LB::reselect doesn't select another node

I have an iRule that sets persistence based on a usrid string in the TCP payload. That works, but when the node goes down, I can't get the same usrid's to move to another server. They remain stuck to the node that's down. I've tried many ideas that I've seen posted, but none of them work.

 

 

when CLIENT_ACCEPTED {

 

TCP::collect 34

 

}

 

 

when CLIENT_DATA {

 

set usrid [string range [TCP::payload] 23 33]

 

if {[regexp {\d{10}} $usrid]} {

 

persist uie $usrid

 

log local0. "Persisting $usrid"

 

}

 

}

 

 

when LB_FAILED {

 

set p [LB::server pool]

 

set n [LB::server addr]

 

log local0. "Set node down: $n"

 

LB::down node $n

 

log local0. "Deleting $usrid from Pool $p"

 

persist delete uie $usrid

 

LB::detach

 

LB::reselect pool $p

 

set x [LB::server addr]

 

log local0. "After reselect node is $x"

 

}

 

 

Here's the ltm log file:

 

Jun 5 10:48:19 tmm tmm[13956]: Rule phoneIDoffset : Persisting 0000000001

 

Jun 5 10:48:30 tmm tmm[13956]: Rule phoneIDoffset : Persisting 0000000001

 

Jun 5 10:48:30 tmm tmm[13956]: Rule phoneIDoffset : Set node down: 10.3.0.254

 

Jun 5 10:48:30 tmm tmm[13956]: Rule phoneIDoffset : Deleting 0000000001 from Pool pool.asr

 

Jun 5 10:48:30 tmm tmm[13956]: Rule phoneIDoffset : After reselect node is

 

Jun 5 10:48:30 tmm tmm[13956]: Rule phoneIDoffset : Persisting 0000000001

 

Jun 5 10:48:30 tmm tmm[13956]: Rule phoneIDoffset : Set node down: 10.3.0.254

 

Jun 5 10:48:30 tmm tmm[13956]: Rule phoneIDoffset : Deleting 0000000001 from Pool pool.asr

 

Jun 5 10:48:30 tmm tmm[13956]: Rule phoneIDoffset : After reselect node is

 

Jun 5 10:48:30 tmm tmm[13956]: Rule phoneIDoffset : Persisting 0000000001

 

 

It just loops forever.

 

  • I found a bug in my code.
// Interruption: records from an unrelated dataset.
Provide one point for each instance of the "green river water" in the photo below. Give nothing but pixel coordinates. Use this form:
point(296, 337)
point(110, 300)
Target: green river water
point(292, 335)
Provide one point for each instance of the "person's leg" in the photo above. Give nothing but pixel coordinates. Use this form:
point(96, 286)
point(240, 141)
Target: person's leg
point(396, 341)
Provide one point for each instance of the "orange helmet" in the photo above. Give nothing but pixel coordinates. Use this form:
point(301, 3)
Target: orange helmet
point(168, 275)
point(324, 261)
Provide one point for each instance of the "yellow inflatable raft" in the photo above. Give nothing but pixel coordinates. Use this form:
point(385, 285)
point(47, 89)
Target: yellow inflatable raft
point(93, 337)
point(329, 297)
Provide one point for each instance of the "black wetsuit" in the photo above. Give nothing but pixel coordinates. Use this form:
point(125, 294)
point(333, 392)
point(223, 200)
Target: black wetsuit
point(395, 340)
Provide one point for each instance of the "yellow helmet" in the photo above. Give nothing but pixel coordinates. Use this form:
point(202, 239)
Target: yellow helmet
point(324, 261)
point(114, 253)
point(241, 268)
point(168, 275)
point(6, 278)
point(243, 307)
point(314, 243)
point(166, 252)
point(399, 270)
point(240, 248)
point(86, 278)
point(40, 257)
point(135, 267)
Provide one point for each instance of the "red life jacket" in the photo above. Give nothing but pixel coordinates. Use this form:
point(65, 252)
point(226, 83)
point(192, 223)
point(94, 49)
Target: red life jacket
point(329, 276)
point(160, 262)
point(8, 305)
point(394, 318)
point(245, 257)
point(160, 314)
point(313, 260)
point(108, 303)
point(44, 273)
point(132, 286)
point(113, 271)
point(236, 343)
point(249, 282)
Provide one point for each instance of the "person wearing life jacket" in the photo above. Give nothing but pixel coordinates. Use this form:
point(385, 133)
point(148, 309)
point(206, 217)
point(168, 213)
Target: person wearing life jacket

The offset in the "string range" should be 24 instead of 23. It was putting an extra space at the beginning of $usrid. I'm guessing that the "persist delete uie $usrid" was removing the space, meaning that it was deleting an entry that didn't exist.

     

  • I also had a problem with LB::reselect selecting always the same node, but in different circumstances. My iRule uses "hand-made" persistence, i.e. it extracts the server address from the packet contents and selects it using the node command. The simplified iRule is below (the actual one is too complex to put here):

     

    
    when HTTP_REQUEST {
      HTTP::collect [HTTP::header "Content-Length"]
    }
    when HTTP_REQUEST_DATA {
       Assume that payload contains host:port
      set host [substr [HTTP::payload] 0 ":"]
      set port [findstr [HTTP::payload] ":" 1]
      
      Route there only if node status is "up"
      set status [LB::status pool $::pool member $host $port]
      log local0.debug "Status: $status"
      if { $status eq "up" } {
        node $host $port
      }
    }
    when LB_FAILED {
      If the selected server doesn't work, route it to any server
      LB::reselect
    }

     

     

    This didn't work correctly - LB::reselect always selected the same node as previously selected by "node" command. Adding LB::detach before reselect didn't change anything. However, it turned out that using LB::reselect with pool name works (even without detach)! So, the code for LB_FAILED event now looks as follows:

     

     

    
    when LB_FAILED {
      If the selected server doesn't work, route it to any server
      LB::reselect pool mypool
    }

     

    It seems that when I was using LB::reselect without argument, the node command was still in force.